​DELÍRIO GEEK TUPINIQUIM

Eu queria ter os poderes do Charles Xavier para fazer uma varredura no cérebro dessa galera do poder aqui no Brasil e revelar de uma vez por todas, de forma absolutamente inquestionável, a verdade sobre essas patifarias que fazem conosco. Gostaria de saber quais seriam os efeitos na sociedade diante da absoluta certeza das coisas.

Duro seria a recuperação do trauma e a escolha de algum caminho realmente novo depois da hecatombe.

Algumas amizades poderiam se refazer também, mas não seriam todas.

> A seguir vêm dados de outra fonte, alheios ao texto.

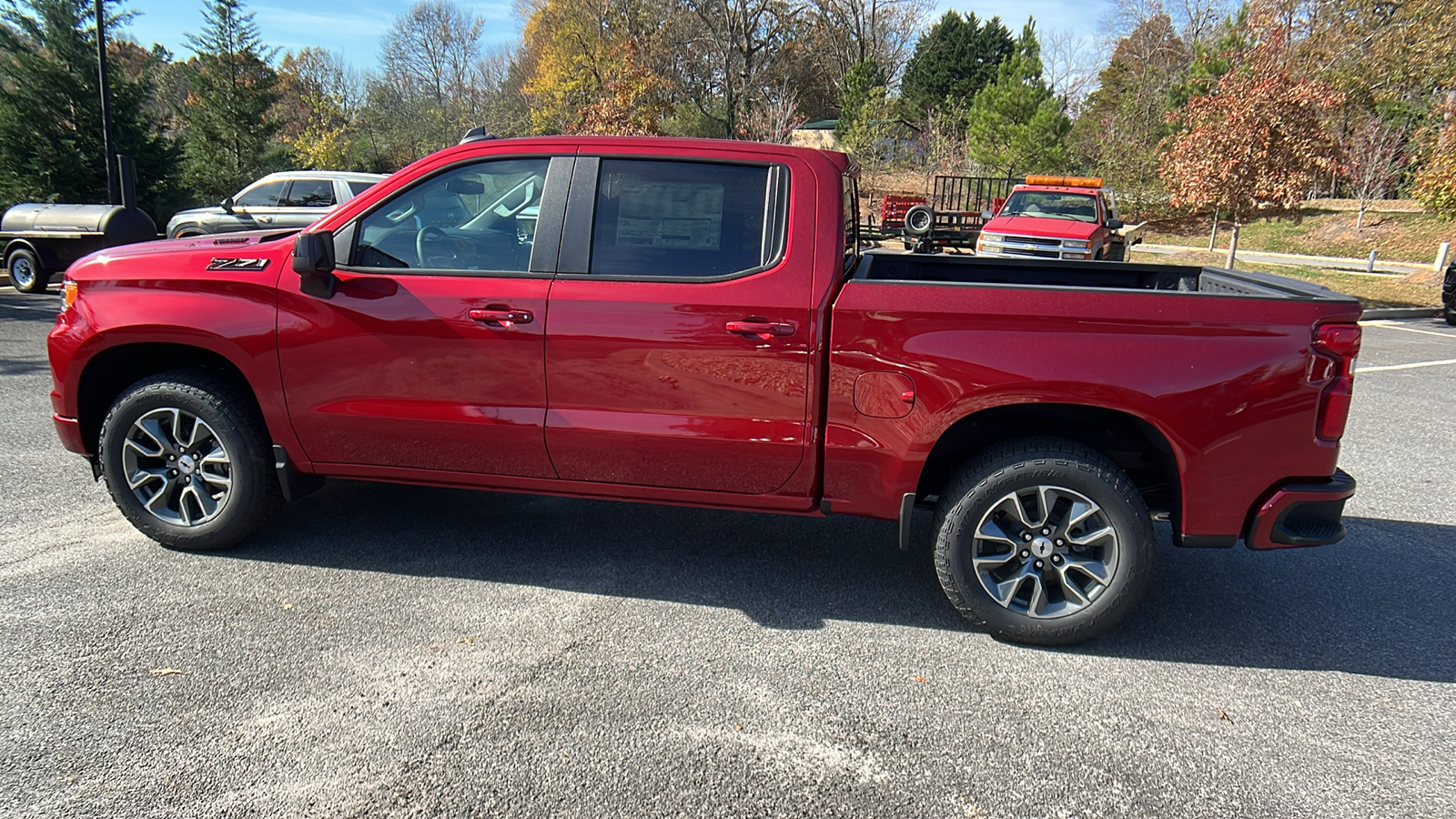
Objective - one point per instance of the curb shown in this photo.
(1340, 261)
(1400, 314)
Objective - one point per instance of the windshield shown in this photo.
(1052, 205)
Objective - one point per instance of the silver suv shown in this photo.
(278, 201)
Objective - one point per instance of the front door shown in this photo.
(677, 339)
(430, 353)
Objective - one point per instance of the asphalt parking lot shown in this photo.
(408, 652)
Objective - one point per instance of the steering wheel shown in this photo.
(431, 235)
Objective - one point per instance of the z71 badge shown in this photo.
(239, 264)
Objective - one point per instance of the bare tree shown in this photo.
(775, 116)
(1198, 21)
(433, 50)
(883, 31)
(1373, 160)
(1070, 63)
(737, 47)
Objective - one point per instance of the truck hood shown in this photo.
(111, 261)
(1047, 227)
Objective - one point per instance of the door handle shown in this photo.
(762, 329)
(501, 315)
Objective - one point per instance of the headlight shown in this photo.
(69, 290)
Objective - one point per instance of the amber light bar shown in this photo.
(1067, 181)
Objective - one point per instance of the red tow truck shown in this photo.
(1056, 217)
(693, 322)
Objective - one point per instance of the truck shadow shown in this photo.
(1378, 603)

Para alguns casos, nem com os poderes do melhor amigo do Magneto se consegue a paz.

TOC

Eu vejo marcas em toda parte.

São restos mortais de parágrafos nervosos que partiram para guerra.

Digitais esculpidas na gordura das películas acrílicas que protegem a tela do vidro especial dos retângulos espertos grudados na mão de cada humano que o meu olho alcança.

Resíduos analógicos, tão efêmeros quanto o capricho dos seus donos e as suas flanelinhas entupidas de produtos químicos que deixam tudo limpinho. 

Rastros curtos deixados por polegares hiperativos, cheios de razão e ódio, obediência e ingenuidade.

Também vejo marcas de histórias de amor e sabedoria.

São poucas.

Mas estão lá, no meio de todos aqueles caracteres rabugentos que na realidade pedem socorro.

PLOC!

E se tivesse dado certo?
Aquele primeiro emprego, aquela primeira banda, aquele primeiro beijo, como seria?

Não teria dado certo.

Se fosse outra pessoa, no mesmo percurso, talvez.

Acertar o alvo nunca foi a especialidade da casa, ser o alvo, praticamente, uma vocação.

Não por falta de esforço.

O cachorro quando sai atrás da própria calda, faz muito esforço.

Sempre me espantei com a quantidade absurda de sonhos que o desejo é capaz de soprar aqui dentro.

Bolhas de sabão que nunca ou quase nunca estouram, mas me mantém em movimento.

Canino.

Quase sempre.

Enquanto não chega o grande dia.

DEMO ZEN

Essas músicas foram gravadas a mais de 15 anos, em um estúdio – ou quase isso – no abc paulista, não lembro de mais nada com relação a endereço, nome e tal.
Fui a convite do meu amigo e grande músico, Adriano Grineberg.
Gravamos 5 músicas minhas, mas só consegui recuperar com alguma qualidade, essas duas: Mãe dos sonhos e Bela vida.
Não houve ensaio, os arranjos foram improvisados na hora e as seções de gravação foram separadas, possibilitando o registro de mais de um instrumento por músico.

Músicas e ficha técnica:

MÃE DOS SONHOS
Chico Scarpini: Voz, violão, arranjos e composição
Adriano Grineberg: Baixo, metalofone, percussão(milidanga), backing vocals e arranjos

BELA VIDA
Chico Scarpini: Voz, violão, arranjos e composição
Adriano Grineberg: Metalofone, backing vocals e arranjos

O CIRCO DO CILICO

Três músicas infantis que compus a muito tempo, para três (na época de cada composição) crianças, muito especiais. Canções registradas ao vivo no estúdio a mais de uma década, violão e voz, sem nenhum ajuste, mixagem ou truque. Batizei com o nome de uma das músicas: o apelido que meu pai usava para chamar a minha pequena irmã. Viva o circo do Cilico.
Gravado no estúdio Cake Walking
Chico Scarpini: Voz e Violão

5ªE

Demo tape da banda 5ªE (Quinta E) gravada em meados de 2003 no estúdio Cake Walking em São Paulo – SP.

Chico Scarpini: Voz, violão e composições
Rodrigo Jofré: Baixo
Sandro Grineberg: Bateria

Músicos convidados:
Fabá Jimenez: Guitarras
Adriano Grineberg: Metalofone na música Fenix e backing vocal em Ela Vai Voltar

Gravação e mixagem por Edu Gomes.
Arte da Capa Affinities – Flavio Reales e Alexandra Pedroso

 

MIRAGEM

Longe, tão longe.

Tanto que nem sei dizer quanto,

num tempo que nem sei dizer quando,

exatamente.

 

No pensamento,

no brilho da luz da lente do robô,

no álbum empoeirado, nas fotos mofadas, nos brinquedos quebrados,

nas grandes mentiras de um passado, inquestionavelmente,

feliz.

 

Insuperável.

 

Salve todas as histórias e estórias.